Bermuda Register of Directors

Disclosure of the chain of ownership is required to show the ultimate beneficial owners of Bermuda Companies.

A Personal Declaration Form for each of the individual proposed non Bermuda beneficial owners who propose to have an equity interest of 5% or more in the company.

If the ultimate beneficial owner is a private company, then the most recent audited financial statements, or if unaudited then the unaudited financial statements (with a written explanation for the non-audit) must be produced together with a Personal Declaration Form on each of the shareholders of the private company holding 5% or more of the shares in that company.

Panama Register of Directors

Law 52 requires maintaining Accounting Records for legal entities with activities outside Panama and other related dispositions.

Obligation to Maintain Accounting Records in Panama

All legal entities which do not carry out activities within the Republic of Panama, shall be required to carry accounting records and maintain its support documentation in the offices of the Resident Agent, or in its defect, in any other place within or outside Panama.

Panama Sanctions

Legal entities in Panama which do not comply with the obligations of this law shall have the following sanctions:

  • US$1,000 fine
  • US$100 daily fine for every day it is not in compliance

If the records are located outside the office of the Resident Agent, once required by the Competent Authority, the legal entity will have up to 15 working days to provide to the Resident Agent the accounting records and supporting documentation.

Ireland - Beneficial Ownership Disclosure

European union Anti-money Laundering - Beneficial ownership of Corporate Entities Regulations 2016

The Anti-Money Laundering Regulations and under Irish Law companies must maintain a Beneficial Ownership Register.

Ireland - Beneficial Owners

Article 3(6)(a) sets out how beneficial ownership should be determined to identify the persons ultimately controlling a legal entity. A beneficial owner is an individual or individuals with significant control over a corporate or legal entity.

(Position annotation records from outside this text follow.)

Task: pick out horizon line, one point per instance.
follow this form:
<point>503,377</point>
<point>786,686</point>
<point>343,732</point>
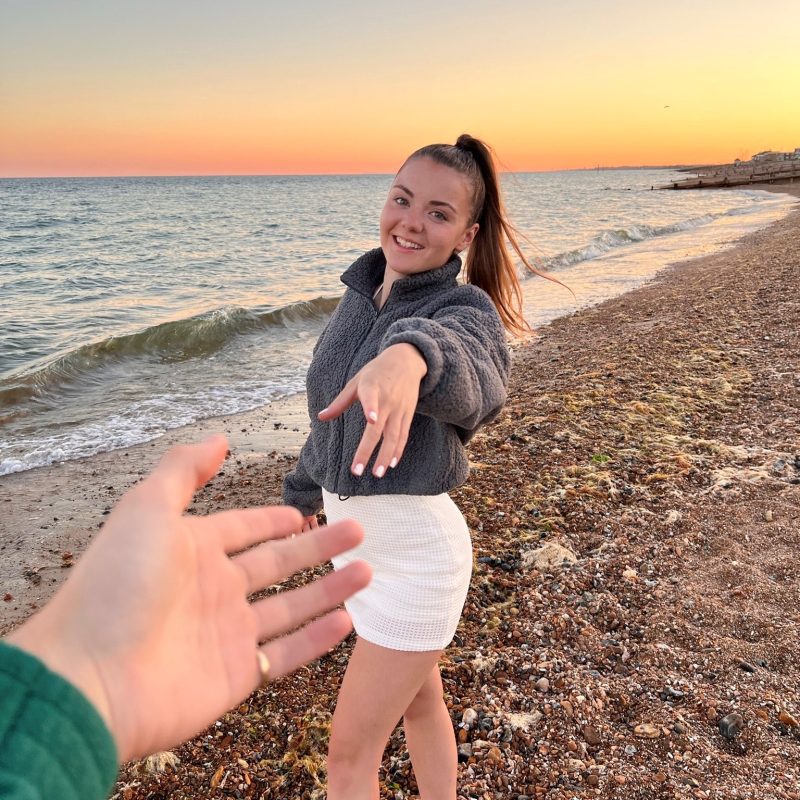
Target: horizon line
<point>598,168</point>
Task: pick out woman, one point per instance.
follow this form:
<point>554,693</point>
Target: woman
<point>427,359</point>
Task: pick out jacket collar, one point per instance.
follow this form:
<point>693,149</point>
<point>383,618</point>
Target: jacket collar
<point>366,273</point>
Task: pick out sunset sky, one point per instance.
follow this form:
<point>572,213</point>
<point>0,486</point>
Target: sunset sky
<point>104,87</point>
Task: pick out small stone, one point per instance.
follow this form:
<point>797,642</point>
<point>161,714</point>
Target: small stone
<point>679,728</point>
<point>158,762</point>
<point>730,726</point>
<point>787,719</point>
<point>548,556</point>
<point>591,734</point>
<point>494,755</point>
<point>647,731</point>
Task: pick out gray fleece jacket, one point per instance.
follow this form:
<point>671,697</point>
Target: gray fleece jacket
<point>457,330</point>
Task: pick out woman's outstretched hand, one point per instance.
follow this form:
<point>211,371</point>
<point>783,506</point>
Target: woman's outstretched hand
<point>388,389</point>
<point>154,625</point>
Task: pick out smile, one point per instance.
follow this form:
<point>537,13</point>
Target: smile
<point>407,244</point>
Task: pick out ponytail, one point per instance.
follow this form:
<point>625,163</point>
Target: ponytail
<point>488,265</point>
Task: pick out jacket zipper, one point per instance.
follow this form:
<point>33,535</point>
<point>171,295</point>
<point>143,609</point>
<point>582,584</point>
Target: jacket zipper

UK - Beneficial Ownership Disclosure

The directors register maintenance is a mandatory fee which applies to every company. As a corporate service provider we are required to keep updated registers at our UK office. This maintenance fee is payable for all active companies; it covers the annual review of the due diligence documentation held on file and the associated administration work required to update our records and records held at Companies House, if applicable.

Hong Kong - Significant Controllers Register

All companies incorporated in Hong Kong are required to keep a significant controllers register. This is a new requirement under the Companies (Amendment) Ordinance 2018.

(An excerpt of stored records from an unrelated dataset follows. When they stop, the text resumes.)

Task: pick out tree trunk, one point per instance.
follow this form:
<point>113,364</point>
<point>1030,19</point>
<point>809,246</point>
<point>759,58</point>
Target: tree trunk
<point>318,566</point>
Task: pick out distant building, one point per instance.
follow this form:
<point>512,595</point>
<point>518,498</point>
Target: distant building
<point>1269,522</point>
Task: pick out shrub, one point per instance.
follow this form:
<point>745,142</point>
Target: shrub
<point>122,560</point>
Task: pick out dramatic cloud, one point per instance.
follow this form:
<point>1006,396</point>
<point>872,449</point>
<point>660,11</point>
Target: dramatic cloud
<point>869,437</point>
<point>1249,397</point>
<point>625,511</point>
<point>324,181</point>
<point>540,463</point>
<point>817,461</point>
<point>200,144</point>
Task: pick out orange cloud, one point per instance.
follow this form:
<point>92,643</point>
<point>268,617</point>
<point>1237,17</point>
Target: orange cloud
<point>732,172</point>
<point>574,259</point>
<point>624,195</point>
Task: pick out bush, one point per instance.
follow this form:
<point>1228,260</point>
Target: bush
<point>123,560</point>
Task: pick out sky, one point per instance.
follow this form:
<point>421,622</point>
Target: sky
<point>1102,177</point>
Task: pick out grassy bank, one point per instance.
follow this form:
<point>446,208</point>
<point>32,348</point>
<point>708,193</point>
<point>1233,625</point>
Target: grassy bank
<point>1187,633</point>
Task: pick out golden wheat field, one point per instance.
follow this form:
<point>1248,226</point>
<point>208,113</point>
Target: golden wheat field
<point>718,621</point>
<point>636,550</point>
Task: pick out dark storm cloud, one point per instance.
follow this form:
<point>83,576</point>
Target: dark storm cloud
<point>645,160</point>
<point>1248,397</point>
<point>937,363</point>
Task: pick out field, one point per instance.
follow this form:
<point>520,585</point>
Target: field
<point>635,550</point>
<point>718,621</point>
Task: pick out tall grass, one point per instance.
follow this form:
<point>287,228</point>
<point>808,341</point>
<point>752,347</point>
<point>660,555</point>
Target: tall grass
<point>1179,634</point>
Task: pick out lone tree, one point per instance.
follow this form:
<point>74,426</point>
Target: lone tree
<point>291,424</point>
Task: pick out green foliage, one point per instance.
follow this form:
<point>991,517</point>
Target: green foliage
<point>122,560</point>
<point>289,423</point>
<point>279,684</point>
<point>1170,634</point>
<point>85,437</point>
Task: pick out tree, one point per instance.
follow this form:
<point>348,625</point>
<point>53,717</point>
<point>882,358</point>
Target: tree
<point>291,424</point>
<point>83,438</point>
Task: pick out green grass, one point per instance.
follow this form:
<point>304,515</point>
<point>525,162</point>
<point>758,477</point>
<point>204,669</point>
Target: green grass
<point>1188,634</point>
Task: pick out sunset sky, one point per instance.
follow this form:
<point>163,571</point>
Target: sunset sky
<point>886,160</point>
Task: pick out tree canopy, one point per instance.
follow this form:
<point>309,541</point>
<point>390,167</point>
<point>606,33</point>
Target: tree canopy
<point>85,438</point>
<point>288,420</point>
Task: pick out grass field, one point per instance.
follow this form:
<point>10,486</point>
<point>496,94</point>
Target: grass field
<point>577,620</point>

Each company in Hong Kong must identify the persons who have a significant control over the company, prepare a written document (register) with the information of such persons, keep it updated in case of changes of control, and make it available for access by law enforcement officials.

For a limited company, that would be:
-Holding, directly or indirectly 25% or more of the issued shares of the company
-Holding, directly or indirectly 25% or more of the voting rights of the company
-Having, directly or indirectly, the rights to appoint or remove a majority of the board of directors of the company
-Having the rights to exercise, or actually exercising, significant control or influence over the company.

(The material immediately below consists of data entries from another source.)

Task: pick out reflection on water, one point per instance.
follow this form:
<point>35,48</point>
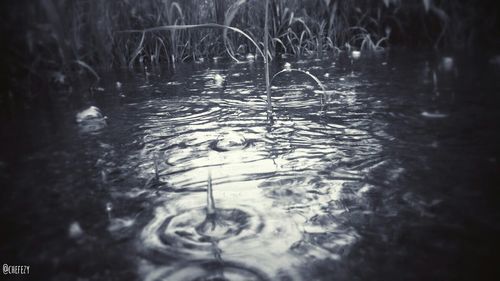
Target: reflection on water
<point>373,180</point>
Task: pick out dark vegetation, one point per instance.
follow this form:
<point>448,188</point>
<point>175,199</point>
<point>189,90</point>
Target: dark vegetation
<point>59,41</point>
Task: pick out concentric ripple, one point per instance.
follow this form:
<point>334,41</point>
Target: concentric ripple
<point>210,270</point>
<point>192,232</point>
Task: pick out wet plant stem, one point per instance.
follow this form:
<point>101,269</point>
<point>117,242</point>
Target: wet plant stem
<point>210,198</point>
<point>266,62</point>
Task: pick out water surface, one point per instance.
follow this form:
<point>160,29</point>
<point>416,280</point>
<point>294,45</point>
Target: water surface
<point>395,178</point>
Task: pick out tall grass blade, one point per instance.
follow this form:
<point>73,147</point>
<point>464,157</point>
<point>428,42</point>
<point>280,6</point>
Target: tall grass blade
<point>89,68</point>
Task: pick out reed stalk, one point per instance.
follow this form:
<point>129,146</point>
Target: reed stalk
<point>266,62</point>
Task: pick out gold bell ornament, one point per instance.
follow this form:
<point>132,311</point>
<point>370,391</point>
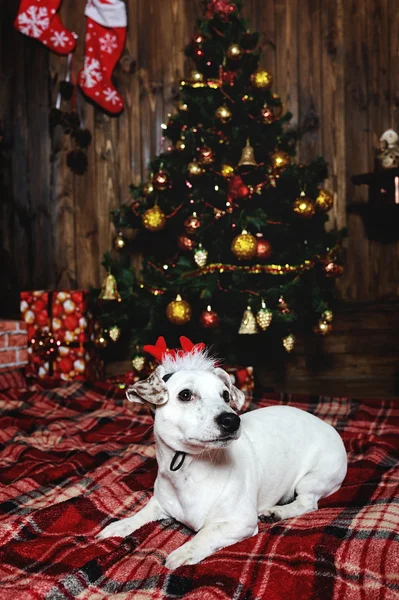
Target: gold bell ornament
<point>138,362</point>
<point>264,316</point>
<point>178,311</point>
<point>324,201</point>
<point>192,223</point>
<point>247,156</point>
<point>289,342</point>
<point>194,169</point>
<point>227,170</point>
<point>200,256</point>
<point>109,289</point>
<point>280,160</point>
<point>119,241</point>
<point>100,341</point>
<point>322,327</point>
<point>261,79</point>
<point>180,145</point>
<point>234,52</point>
<point>206,156</point>
<point>114,333</point>
<point>248,323</point>
<point>223,114</point>
<point>154,219</point>
<point>148,188</point>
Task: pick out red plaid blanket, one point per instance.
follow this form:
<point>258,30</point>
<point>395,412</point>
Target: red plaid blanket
<point>75,457</point>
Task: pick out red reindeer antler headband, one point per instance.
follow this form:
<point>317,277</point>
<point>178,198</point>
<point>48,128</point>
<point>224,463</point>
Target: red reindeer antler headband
<point>160,350</point>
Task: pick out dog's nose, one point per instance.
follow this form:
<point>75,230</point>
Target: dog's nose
<point>228,421</point>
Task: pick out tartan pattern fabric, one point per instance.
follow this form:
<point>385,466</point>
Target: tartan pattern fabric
<point>76,457</point>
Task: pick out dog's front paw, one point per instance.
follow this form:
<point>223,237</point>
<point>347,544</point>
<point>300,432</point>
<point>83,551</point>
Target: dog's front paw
<point>185,555</point>
<point>117,529</point>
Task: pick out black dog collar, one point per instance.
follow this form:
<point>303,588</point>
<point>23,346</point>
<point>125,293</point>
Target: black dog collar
<point>177,461</point>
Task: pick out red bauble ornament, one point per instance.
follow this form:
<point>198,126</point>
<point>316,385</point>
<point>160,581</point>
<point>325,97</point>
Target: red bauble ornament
<point>237,188</point>
<point>209,318</point>
<point>185,243</point>
<point>71,322</point>
<point>65,365</point>
<point>263,249</point>
<point>42,318</point>
<point>192,223</point>
<point>38,306</point>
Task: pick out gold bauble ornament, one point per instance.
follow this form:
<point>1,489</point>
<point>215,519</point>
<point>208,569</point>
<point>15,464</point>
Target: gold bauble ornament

Another requirement of the act is the need to designate one person or company in Hong Kong as representative to provide assistance relative to the Significant Controllers Register of the company to law enforcement officers.

Bahamas - Significant Controllers Register

The Bahamas Government is currently drafting new legislation that will affect the administration of Bahamas companies and place additional obligations on both their Directors and Registered Agent. The draft legislation includes the Commercial Entities (Substance Requirements) Bill, which addresses international concerns with respect to entities having economic substance, and a Beneficial Ownership Register Bill.